Por lo anterior, y por otras razones, la atención se ha convertido en un asunto crucial no sólo para quienes pretenden captarla a como dé lugar: analistas de Internet, vendedores, políticos, predicadores…, sino principalmente para los educadores.
A veces tengo la impresión de que vivimos en dos mundos paralelos que rara vez se encuentran. El primero estaría descrito por palabras clave como distracción, agitación, superficialidad, improvisación, sensación… mientras que el segundo se podría esbozar a partir de conceptos como atención, calma, quietud, reflexión, “mindfulness” o atención plena, etc. Los habitantes del primer mundo serían ansiosos, eternamente insatisfechos, impacientes, desordenados, veleidosos; mientras que los moradores del segundo podrían describirse escuetamente como personas que viven una vida con sentido.
En el pasado reciente, la atención fue cobrando cada vez más importancia con el nacimiento de la publicidad, con la aparición del “advertising” como modo de ganar dinero. Donde esa palabra en inglés, que comparte raíces con el advertir castellano, describe mejor el tema de marras: lograr que las personas pongan atención, reparen, observen lo que pretenden los publicistas.
Así, de la atención como elemento esencial para la publicidad, hemos pasado al empeño por suscitar atención donde antes no la había. Un fenómeno que se concreta cuando los medios provocan interés en los temas que a ellos, a sus patrocinadores, o a quienes tienen las riendas de la sociedad, les conviene; por el simple procedimiento de hablar de unos temas y callar otros, hacer énfasis en lo sentimental de los tópicos, y resaltar un aspecto de un asunto concentrando las miradas en él, haciéndonos tomar una parte (“la” parte que interesa), por el todo.
Por ese camino se ha pasado de tener la atención de la gente como meta, a que esos mismos medios se conviertan en modeladores del comportamiento, en árbitros de la eticidad o moralidad de usos y costumbres. Un modo de vida, todo hay que decirlo, que implica consumir determinados bienes y productos, hacer uso de servicios específicos, votar por personas concretas, condenar y dar la espalda a personajes y agendas, etc.
Generándose una de las grandes paradojas de nuestros tiempos: mientras la atención es un bien precioso, por el que los comunicadores compiten por todos los medios, el público consumidor de esos medios, usuario de redes sociales, de plataformas de streaming y de todo tipo de nuevas tecnologías… pretende, en último término todo lo contrario: la distracción.
¿Cómo se compatibilizan esas dos intenciones de signos opuestos? ¿Cómo lograr de un público empeñado en distraerse la atención sobre mi producto, mis ideas, mis valores, mis intereses? La solución no es tan complicada como parece. Consiste, fundamentalmente, en darle a la gente lo que quiere: distracción, por el simple procedimiento de cambiar su foco de atención constantemente. Es decir, lograr cortos, pero muchos y muy frecuentes, periodos de atención, como un método infalible para superar el mayor y más temido mal de nuestros tiempos: el aburrimiento.

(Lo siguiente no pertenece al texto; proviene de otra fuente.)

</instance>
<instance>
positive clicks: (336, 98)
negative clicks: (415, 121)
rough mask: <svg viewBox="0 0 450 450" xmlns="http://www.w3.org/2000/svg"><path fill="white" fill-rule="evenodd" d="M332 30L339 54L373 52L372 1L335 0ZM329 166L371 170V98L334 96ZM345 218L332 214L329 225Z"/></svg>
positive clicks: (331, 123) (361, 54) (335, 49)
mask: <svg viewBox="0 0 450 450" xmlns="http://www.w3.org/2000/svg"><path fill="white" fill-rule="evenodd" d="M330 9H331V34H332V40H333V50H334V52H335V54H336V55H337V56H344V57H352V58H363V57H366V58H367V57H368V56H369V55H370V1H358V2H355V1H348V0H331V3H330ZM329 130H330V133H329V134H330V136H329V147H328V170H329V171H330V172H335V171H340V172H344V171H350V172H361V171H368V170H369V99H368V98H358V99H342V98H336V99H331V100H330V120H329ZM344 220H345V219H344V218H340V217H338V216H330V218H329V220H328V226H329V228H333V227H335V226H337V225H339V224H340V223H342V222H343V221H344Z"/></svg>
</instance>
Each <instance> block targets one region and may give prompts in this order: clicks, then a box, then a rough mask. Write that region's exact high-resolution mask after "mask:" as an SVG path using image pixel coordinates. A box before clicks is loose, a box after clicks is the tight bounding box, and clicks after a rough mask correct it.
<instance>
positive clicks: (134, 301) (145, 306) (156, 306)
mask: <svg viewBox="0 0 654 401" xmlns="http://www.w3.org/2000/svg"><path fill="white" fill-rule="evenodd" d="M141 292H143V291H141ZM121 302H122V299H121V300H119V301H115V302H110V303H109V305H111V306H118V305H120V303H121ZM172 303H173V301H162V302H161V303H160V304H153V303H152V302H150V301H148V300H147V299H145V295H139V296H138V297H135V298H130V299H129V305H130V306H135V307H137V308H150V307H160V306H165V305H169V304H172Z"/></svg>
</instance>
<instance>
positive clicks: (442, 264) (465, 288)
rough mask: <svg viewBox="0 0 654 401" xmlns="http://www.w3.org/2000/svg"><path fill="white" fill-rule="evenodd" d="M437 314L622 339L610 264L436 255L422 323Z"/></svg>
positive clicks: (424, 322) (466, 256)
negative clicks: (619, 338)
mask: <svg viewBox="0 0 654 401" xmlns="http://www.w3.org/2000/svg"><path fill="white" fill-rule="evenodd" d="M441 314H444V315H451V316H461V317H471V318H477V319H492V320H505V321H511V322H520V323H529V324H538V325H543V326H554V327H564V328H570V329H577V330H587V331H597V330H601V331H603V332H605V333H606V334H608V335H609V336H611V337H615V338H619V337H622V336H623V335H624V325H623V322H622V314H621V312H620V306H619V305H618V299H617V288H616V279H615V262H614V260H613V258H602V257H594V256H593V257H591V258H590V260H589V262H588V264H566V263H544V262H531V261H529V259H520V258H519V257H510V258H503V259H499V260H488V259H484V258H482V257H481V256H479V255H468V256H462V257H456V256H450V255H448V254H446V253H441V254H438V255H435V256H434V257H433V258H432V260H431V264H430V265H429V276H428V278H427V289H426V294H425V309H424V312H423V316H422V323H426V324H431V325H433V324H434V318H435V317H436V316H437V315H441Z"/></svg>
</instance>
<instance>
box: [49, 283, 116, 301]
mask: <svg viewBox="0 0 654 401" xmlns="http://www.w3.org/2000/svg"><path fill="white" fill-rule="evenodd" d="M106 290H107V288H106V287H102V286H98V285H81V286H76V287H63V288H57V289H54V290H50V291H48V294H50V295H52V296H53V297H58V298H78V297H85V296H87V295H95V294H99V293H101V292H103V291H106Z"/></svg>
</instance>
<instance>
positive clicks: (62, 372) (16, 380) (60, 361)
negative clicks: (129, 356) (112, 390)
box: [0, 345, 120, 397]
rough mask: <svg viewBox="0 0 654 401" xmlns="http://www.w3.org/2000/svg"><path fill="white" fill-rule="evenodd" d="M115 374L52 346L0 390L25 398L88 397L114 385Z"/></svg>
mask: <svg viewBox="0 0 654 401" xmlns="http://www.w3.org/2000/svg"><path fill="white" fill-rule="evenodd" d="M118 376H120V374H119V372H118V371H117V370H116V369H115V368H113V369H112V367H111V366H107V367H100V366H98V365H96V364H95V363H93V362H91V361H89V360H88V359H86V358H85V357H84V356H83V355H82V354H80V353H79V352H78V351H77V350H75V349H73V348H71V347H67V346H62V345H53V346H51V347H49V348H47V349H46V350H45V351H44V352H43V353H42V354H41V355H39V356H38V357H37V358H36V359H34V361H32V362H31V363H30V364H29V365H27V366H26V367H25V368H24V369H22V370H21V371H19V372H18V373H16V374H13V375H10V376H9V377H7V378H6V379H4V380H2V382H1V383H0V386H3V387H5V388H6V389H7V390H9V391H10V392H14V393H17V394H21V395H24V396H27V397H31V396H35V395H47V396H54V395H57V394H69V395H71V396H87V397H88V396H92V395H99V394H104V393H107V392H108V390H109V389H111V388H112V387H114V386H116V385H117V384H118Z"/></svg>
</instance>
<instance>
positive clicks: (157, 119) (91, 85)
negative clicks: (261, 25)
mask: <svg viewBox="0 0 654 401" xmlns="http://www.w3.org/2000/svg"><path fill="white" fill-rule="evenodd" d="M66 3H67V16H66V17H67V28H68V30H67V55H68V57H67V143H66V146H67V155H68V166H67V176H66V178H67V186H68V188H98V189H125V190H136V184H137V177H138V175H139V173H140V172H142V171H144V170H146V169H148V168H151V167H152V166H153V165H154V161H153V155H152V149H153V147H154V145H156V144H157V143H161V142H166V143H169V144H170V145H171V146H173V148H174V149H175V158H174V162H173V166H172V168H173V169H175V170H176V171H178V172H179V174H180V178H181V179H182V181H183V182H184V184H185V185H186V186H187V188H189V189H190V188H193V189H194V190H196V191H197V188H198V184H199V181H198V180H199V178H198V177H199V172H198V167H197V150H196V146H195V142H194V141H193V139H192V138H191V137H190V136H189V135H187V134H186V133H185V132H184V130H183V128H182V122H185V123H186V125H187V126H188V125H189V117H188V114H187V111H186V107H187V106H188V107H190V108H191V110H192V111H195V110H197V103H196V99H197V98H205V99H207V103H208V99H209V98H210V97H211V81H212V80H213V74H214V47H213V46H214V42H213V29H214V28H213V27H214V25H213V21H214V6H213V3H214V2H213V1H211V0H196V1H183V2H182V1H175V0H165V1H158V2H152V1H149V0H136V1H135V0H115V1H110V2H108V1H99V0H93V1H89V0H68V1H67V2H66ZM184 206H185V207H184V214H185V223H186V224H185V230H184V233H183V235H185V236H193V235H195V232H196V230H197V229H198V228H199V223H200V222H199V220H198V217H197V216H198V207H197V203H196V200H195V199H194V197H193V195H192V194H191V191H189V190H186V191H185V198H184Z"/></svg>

¿Por qué -podemos seguirnos preguntando- nos cuesta tanto mantener la atención, y nos fascina, nos seduce, prestar atención en cortos periodos de tiempo? La respuesta a esa pregunta va desde los condicionamientos psicológicos que nuestra manera de aprender impone, hasta la presencia innegable de las adicciones como modo de obtener satisfacciones intensas y breves que reclaman continuidad. Pasando por el trabajo de quienes positivamente quieren ser dueños de nuestra atención.